This invisible infrastructure creates three systemic problems:
- No event taxonomy: Each workflow defines its own trigger format, payload structure, and naming conventions. A "session started" event from one workflow looks entirely different from a "session started" event consumed by another. There is no shared vocabulary for system events, making it impossible to build cross-cutting automation (e.g., "when any security event occurs, also trigger the audit workflow").

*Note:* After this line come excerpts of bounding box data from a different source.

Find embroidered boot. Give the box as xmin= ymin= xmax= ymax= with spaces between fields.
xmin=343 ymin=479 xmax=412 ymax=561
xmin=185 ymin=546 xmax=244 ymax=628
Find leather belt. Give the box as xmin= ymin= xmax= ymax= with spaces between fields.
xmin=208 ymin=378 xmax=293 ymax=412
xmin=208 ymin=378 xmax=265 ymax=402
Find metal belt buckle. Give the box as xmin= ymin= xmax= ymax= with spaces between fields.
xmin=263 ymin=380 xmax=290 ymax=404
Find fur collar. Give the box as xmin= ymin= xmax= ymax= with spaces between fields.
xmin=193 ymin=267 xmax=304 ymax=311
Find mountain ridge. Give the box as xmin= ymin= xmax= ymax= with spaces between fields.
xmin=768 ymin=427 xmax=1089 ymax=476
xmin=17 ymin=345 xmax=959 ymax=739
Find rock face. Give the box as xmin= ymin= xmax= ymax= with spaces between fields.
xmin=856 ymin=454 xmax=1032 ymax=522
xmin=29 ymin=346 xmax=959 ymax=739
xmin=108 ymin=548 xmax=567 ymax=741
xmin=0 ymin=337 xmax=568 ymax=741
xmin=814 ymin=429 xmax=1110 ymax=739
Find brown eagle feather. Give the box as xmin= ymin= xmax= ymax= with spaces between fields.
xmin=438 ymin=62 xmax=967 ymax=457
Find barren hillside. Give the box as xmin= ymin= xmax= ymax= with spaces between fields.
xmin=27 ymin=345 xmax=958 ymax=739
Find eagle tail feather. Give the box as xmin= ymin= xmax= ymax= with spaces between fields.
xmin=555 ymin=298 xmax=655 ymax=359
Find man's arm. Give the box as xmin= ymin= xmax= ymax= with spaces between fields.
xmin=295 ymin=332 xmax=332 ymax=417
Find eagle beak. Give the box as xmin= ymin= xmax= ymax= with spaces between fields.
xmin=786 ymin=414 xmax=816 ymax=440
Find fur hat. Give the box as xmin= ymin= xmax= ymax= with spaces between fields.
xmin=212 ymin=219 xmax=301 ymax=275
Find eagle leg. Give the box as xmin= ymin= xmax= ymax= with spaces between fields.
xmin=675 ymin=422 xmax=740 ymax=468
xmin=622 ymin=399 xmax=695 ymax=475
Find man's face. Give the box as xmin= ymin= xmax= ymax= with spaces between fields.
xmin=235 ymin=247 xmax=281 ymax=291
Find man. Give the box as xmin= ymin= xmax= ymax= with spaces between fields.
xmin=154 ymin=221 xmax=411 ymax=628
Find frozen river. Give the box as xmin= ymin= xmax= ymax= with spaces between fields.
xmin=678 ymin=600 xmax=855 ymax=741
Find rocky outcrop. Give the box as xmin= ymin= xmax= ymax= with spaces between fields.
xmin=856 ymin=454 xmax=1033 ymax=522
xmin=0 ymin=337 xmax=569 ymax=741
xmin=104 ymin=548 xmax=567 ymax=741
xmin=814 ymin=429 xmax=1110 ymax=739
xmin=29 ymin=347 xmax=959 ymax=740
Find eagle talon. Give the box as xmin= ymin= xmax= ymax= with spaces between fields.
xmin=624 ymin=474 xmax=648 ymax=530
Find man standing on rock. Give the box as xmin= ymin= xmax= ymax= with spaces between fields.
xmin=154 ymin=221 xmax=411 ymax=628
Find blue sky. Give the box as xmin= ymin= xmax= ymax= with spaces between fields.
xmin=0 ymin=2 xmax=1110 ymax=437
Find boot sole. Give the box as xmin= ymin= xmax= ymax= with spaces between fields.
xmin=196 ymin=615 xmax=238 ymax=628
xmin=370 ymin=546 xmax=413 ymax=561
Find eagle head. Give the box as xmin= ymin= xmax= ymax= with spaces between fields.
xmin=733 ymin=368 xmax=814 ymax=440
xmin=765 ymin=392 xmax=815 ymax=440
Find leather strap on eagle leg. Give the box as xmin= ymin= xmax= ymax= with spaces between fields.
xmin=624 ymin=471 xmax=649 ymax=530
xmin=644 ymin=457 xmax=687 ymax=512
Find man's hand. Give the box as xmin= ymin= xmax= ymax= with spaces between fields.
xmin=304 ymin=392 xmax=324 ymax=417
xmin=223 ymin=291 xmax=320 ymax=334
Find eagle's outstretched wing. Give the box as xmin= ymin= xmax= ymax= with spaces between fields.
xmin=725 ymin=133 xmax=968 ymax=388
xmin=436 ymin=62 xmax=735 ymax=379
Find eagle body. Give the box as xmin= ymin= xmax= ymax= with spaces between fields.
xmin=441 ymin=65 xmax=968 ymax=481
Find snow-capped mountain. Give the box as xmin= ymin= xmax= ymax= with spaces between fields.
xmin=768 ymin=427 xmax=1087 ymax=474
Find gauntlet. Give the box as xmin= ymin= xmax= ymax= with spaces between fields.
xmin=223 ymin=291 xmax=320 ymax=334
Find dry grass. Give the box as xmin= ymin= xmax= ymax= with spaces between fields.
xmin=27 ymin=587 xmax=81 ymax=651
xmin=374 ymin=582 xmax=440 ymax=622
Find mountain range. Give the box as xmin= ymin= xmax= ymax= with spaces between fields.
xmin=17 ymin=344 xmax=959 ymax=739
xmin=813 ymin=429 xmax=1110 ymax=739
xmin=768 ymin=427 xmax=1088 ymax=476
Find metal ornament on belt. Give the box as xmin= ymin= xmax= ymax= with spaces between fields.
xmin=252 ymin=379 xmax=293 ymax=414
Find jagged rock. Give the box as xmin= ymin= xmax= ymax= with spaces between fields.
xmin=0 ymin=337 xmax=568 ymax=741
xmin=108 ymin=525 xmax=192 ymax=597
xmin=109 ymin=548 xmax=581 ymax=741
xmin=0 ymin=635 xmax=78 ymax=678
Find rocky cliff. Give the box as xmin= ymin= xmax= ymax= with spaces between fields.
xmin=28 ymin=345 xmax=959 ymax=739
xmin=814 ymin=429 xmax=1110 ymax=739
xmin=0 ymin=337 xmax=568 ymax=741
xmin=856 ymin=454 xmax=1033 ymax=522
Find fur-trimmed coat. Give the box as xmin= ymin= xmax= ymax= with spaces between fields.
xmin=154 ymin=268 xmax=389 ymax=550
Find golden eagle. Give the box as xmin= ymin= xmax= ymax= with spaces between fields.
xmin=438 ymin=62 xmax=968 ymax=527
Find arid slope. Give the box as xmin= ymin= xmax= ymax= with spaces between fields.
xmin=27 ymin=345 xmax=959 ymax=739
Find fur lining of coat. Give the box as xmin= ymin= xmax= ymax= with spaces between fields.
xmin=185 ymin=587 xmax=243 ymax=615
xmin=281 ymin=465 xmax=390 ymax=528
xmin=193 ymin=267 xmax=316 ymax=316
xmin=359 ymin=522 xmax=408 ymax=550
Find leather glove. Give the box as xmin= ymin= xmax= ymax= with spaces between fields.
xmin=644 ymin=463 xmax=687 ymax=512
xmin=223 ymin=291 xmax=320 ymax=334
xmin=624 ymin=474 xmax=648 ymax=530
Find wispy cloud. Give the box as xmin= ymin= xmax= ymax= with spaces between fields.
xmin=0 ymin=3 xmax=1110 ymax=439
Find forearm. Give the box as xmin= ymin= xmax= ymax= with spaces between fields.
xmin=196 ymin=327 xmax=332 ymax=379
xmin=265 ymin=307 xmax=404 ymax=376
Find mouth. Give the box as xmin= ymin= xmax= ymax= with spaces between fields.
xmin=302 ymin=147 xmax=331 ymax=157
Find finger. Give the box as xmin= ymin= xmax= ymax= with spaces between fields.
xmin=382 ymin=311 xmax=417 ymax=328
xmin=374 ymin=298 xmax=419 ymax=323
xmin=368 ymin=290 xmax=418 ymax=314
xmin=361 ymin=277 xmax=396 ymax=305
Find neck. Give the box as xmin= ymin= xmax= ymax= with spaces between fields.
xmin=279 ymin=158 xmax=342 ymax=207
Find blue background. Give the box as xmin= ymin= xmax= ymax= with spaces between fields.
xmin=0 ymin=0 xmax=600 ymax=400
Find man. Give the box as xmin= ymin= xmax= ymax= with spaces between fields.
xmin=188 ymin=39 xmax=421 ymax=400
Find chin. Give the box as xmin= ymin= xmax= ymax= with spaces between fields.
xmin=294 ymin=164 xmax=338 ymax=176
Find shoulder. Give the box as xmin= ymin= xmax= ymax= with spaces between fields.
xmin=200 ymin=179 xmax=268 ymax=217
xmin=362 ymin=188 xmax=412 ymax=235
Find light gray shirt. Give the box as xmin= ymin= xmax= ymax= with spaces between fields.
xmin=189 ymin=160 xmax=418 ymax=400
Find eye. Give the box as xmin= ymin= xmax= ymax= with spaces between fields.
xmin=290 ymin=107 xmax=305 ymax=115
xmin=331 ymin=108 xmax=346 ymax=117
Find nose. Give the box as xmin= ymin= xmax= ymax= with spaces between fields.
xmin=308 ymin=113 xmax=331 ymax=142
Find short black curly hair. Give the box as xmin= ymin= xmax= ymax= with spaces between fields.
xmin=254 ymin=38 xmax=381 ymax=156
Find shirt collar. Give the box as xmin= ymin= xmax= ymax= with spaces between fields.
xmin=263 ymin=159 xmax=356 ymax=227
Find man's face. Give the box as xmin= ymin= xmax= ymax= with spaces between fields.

- No conductor state integration: n8n workflows operate independently of the conductor orchestrator. When the conductor dispatches agents and manages workflow state, n8n automation runs in a parallel universe. There is no mechanism for conductor state changes to trigger n8n workflows or for n8n workflow results to update conductor state. This creates blind spots where the orchestrator does not know about actions taken by background automation.
- No systematic trigger patterns: Workflow triggers are ad-hoc -- some use webhooks, some use cron schedules, some are manually invoked. There is no routing layer that can direct a single event to multiple workflows, handle failed deliveries, or provide dead-letter semantics for events that could not be processed. Failed events are silently lost.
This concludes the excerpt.